问题
I'm trying to create a simple pivot table with subtotals, excel-style, however I can't find a method using Pandas. I've tried the solution Wes suggested in another subtotal-related question, however that doesn't give the expected results. Below the steps to reproduce it:
Create the sample data:
sample_data = {'customer': ['A', 'A', 'A', 'B', 'B', 'B', 'A', 'A', 'A', 'B', 'B', 'B'], 'product': ['astro','ball','car','astro','ball', 'car', 'astro', 'ball', 'car','astro','ball','car'],
'week': [1, 1, 1, 1, 1, 1, 2, 2, 2, 2, 2, 2],
'qty': [10, 15, 20, 40, 20, 34, 300, 20, 304, 23, 45, 23]}
df = pd.DataFrame(sample_data)
create the pivot table with margins (it only has total, not subtotal by customer (A, B))
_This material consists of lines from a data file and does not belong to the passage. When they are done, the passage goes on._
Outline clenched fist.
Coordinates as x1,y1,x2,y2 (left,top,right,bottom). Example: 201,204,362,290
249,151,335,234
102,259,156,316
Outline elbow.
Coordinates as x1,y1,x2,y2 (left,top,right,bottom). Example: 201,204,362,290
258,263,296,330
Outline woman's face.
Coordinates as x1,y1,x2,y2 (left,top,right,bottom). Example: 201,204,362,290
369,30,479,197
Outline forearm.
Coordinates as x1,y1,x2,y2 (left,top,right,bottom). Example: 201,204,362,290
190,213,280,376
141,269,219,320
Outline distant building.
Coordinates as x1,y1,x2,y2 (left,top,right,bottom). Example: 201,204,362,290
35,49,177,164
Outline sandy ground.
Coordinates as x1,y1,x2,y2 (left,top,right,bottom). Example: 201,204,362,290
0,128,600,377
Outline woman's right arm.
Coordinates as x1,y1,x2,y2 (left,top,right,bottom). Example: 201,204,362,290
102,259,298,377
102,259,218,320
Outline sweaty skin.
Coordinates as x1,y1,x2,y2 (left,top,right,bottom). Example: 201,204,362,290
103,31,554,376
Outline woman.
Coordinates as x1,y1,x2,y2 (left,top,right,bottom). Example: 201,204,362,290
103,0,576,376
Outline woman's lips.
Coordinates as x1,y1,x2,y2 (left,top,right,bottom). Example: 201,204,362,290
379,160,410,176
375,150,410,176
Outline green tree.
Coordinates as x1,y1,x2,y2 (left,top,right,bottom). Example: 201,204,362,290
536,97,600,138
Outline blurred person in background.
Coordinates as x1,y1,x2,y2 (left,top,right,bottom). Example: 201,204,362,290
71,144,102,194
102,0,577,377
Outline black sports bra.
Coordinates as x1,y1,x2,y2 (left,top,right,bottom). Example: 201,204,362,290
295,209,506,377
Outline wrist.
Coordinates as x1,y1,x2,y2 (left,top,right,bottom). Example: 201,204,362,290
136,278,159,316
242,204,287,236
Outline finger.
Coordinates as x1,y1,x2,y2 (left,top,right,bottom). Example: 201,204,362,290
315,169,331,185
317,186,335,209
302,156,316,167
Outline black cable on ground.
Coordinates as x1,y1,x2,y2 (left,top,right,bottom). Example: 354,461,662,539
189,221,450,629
piv = df.pivot_table(index=['customer','product'],columns='week',values='qty',margins=True,aggfunc=np.sum)
week 1 2 All
customer product
A astro 10 300 310
ball 15 20 35
car 20 304 324
B astro 40 23 63
ball 20 45 65
car 34 23 57
All 139 715 854
Then, I tried the method Wes Mckiney mentioned in another thread, using the stack function:
piv2 = df.pivot_table(index='customer',columns=['week','product'],values='qty',margins=True,aggfunc=np.sum)
piv2.stack('product')
The result has the format I want, but the rows with the "All" doesn't have the sum:
week 1 2 All
customer product
A NaN NaN 669.0
astro 10.0 300.0 NaN
ball 15.0 20.0 NaN
car 20.0 304.0 NaN
B NaN NaN 185.0
astro 40.0 23.0 NaN
ball 20.0 45.0 NaN
car 34.0 23.0 NaN
All NaN NaN 854.0
astro 50.0 323.0 NaN
ball 35.0 65.0 NaN
car 54.0 327.0 NaN
how to make it work as it would in Excel, sample below? with all the subtotals and totals working? what am I missing? ed excel sample
just to point, I am able to make it work using For loops filtering by the customer on each iteration and concat later, but I hope there might be a more direct solution thank you
回答1:
You can do it one step, but you have to be strategic about index name due to alphabetical sorting:
piv = df.pivot_table(index=['customer','product'],
columns='week',
values='qty',
margins=True,
margins_name='Total',
aggfunc=np.sum)
(pd.concat([piv,
piv.query('customer != "Total"')
.sum(level=0)
.assign(product='total')
.set_index('product', append=True)])
.sort_index())
Output:
week 1 2 Total
customer product
A astro 10 300 310
ball 15 20 35
car 20 304 324
total 45 624 669
B astro 40 23 63
ball 20 45 65
car 34 23 57
total 94 91 185
Total 139 715 854
回答2:
@Scott Boston's answer is perfect and elegant. For reference, if you group just the customers and pd.concat()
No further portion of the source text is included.